Do you have any more approaches to resolve the “convergency” issue?

Thanks.

Hi, Ineed,

Actually I want to share with you the full set of my training data & testing data, but don’t know how to upload csv files in this forum.

So far the size of the training data is only 118, and the testing data is only 29. Can the pending “convergency” issue be caused by these too small size training & testing dataset?

Please kindly help me to diagnose the issue.

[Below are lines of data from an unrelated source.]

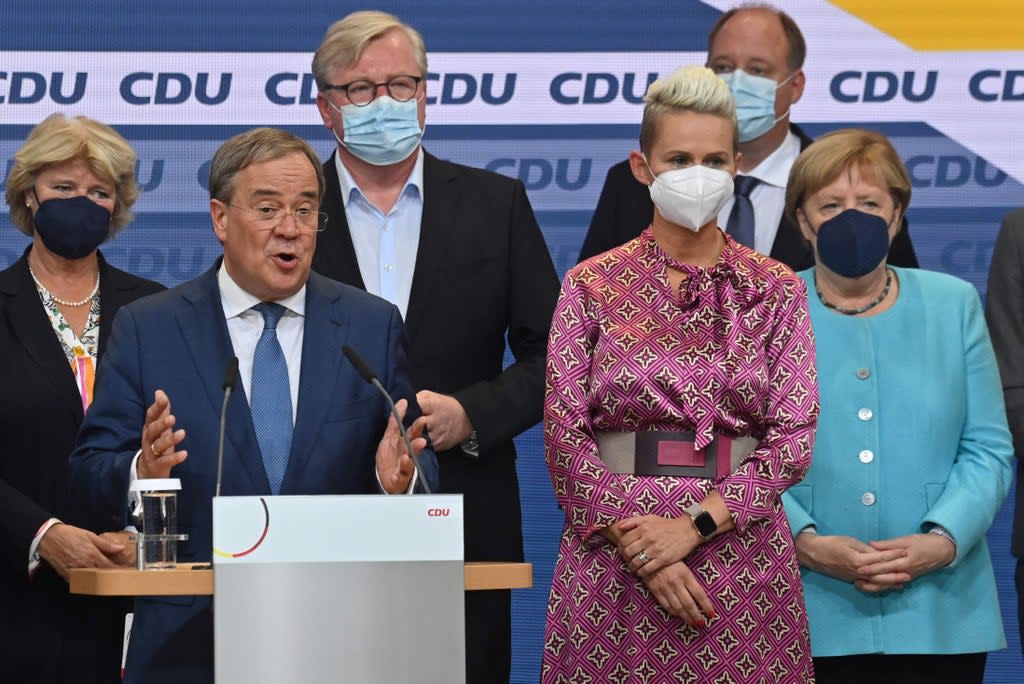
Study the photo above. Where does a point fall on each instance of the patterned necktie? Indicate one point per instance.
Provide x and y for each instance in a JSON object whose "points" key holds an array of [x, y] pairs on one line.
{"points": [[270, 402], [740, 224]]}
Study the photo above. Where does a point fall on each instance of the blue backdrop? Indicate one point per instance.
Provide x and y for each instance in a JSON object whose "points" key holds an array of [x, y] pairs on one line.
{"points": [[543, 104]]}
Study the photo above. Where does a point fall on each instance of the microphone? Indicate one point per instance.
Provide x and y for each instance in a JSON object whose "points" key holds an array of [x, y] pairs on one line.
{"points": [[230, 375], [368, 374]]}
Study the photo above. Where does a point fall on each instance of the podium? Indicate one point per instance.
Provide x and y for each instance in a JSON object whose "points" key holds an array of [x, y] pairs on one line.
{"points": [[361, 589]]}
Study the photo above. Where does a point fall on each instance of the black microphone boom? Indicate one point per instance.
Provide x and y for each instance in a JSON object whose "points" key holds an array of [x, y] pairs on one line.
{"points": [[368, 374], [230, 375]]}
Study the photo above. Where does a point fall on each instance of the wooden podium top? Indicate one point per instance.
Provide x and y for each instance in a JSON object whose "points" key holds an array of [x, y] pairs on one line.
{"points": [[196, 579]]}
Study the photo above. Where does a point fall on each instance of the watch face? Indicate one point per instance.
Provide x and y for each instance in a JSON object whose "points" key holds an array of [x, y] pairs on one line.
{"points": [[705, 523]]}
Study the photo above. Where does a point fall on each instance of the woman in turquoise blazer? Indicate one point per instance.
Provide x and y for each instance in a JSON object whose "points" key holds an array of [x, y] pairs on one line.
{"points": [[912, 455]]}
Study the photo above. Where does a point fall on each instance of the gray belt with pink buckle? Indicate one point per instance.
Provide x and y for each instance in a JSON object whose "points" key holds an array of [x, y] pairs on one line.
{"points": [[659, 453]]}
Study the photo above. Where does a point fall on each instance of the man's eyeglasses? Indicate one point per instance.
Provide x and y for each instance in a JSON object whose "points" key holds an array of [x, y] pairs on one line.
{"points": [[360, 93], [269, 217]]}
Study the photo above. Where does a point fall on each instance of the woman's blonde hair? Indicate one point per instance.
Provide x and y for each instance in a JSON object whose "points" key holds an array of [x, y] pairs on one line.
{"points": [[58, 139], [686, 89], [832, 155], [346, 39]]}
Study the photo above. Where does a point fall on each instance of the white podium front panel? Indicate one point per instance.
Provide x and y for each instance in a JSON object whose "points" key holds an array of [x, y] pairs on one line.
{"points": [[339, 589]]}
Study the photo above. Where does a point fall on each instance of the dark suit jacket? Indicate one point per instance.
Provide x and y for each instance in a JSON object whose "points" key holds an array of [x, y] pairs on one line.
{"points": [[482, 271], [178, 341], [47, 635], [1005, 313], [625, 209]]}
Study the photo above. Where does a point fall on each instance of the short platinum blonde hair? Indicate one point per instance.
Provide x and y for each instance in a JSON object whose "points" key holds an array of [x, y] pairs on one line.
{"points": [[695, 89], [58, 139], [345, 40], [256, 146]]}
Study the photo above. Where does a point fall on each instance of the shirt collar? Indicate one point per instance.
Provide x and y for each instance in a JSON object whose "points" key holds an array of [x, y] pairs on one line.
{"points": [[774, 169], [237, 301], [349, 189]]}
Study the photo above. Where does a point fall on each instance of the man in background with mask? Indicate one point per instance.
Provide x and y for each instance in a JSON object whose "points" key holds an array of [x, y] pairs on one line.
{"points": [[759, 51], [458, 250]]}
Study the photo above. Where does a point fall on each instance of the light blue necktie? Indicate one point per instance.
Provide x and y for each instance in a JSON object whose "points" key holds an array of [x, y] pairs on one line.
{"points": [[270, 402]]}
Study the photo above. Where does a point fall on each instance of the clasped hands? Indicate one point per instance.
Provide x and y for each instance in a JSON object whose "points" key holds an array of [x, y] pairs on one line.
{"points": [[875, 566], [653, 548], [160, 442]]}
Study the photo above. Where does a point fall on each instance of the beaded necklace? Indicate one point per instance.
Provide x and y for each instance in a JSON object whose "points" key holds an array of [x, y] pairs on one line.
{"points": [[65, 302], [860, 309]]}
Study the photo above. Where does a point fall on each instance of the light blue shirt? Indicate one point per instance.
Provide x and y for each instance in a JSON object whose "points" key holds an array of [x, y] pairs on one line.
{"points": [[385, 244]]}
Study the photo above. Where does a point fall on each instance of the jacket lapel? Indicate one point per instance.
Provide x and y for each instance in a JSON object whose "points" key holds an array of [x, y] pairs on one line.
{"points": [[205, 332], [325, 332], [28, 319], [437, 227]]}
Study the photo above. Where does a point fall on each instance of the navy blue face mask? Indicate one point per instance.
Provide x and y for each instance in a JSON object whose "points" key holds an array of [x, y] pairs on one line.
{"points": [[853, 243], [72, 227]]}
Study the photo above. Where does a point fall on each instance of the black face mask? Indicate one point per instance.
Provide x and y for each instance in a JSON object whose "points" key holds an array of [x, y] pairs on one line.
{"points": [[853, 243], [72, 227]]}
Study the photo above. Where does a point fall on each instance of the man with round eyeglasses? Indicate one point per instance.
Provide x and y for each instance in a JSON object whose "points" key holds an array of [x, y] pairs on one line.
{"points": [[459, 251]]}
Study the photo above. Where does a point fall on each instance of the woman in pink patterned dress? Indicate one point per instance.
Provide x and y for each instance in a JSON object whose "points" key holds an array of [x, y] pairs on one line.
{"points": [[681, 402]]}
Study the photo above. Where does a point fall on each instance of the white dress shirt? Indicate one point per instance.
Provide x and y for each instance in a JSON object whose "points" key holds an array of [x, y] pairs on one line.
{"points": [[385, 244], [768, 197]]}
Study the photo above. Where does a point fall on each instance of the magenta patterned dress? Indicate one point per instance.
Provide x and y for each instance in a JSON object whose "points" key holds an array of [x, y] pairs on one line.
{"points": [[734, 353]]}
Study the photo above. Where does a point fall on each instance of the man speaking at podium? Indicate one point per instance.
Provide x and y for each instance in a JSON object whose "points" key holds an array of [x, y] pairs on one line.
{"points": [[302, 421]]}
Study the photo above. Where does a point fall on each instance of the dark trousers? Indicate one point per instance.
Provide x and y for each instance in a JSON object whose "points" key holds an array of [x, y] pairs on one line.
{"points": [[878, 669], [1019, 581]]}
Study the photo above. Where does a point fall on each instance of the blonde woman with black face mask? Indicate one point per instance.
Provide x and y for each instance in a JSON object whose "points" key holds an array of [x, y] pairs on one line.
{"points": [[71, 187], [912, 456]]}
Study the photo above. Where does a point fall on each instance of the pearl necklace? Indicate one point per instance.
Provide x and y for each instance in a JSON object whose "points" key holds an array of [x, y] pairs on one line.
{"points": [[862, 309], [65, 302]]}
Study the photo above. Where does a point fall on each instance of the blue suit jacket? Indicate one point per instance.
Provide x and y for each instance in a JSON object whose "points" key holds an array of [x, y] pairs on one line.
{"points": [[177, 341], [934, 450]]}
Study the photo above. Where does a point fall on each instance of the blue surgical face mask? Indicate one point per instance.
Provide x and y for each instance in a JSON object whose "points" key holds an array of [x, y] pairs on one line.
{"points": [[72, 227], [755, 100], [382, 132], [853, 243]]}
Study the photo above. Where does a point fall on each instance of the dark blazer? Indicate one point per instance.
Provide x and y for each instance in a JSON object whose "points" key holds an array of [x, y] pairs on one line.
{"points": [[1005, 313], [482, 273], [46, 634], [625, 209], [178, 341]]}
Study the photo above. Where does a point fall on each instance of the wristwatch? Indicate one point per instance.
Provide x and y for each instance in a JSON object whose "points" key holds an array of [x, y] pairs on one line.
{"points": [[702, 521]]}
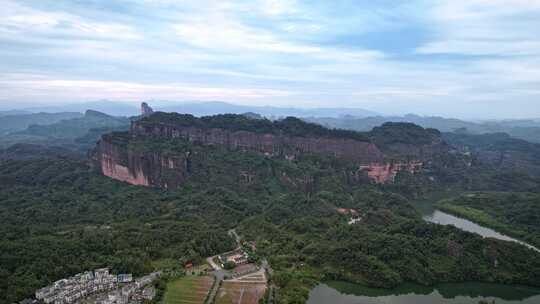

Later on I will try to find a way to share my training/testing dataset with you.

Hi, there.
I have my own work to do. It’d be better if you look up the way to solve your problem.
I want you to know the way to solve, not just the answer.

Here is the article which is very similar with your problem. Take a look and I hope this article helps you.

Best regard.

Hi, Ineed,

Just now I uploaded my DataSet csv files into Microsoft One-Drive for your reference.

Training Date

training_data.xlsx - Microsoft Excel Online (live.com)

Testing Data

testing_data.xlsx - Microsoft Excel Online (live.com)

It is ok that you are concentrated on your work at 1st. If only u get time, then you can help to view my case. No hurry.

Thank you for the help and sorry for any inconvenience caused.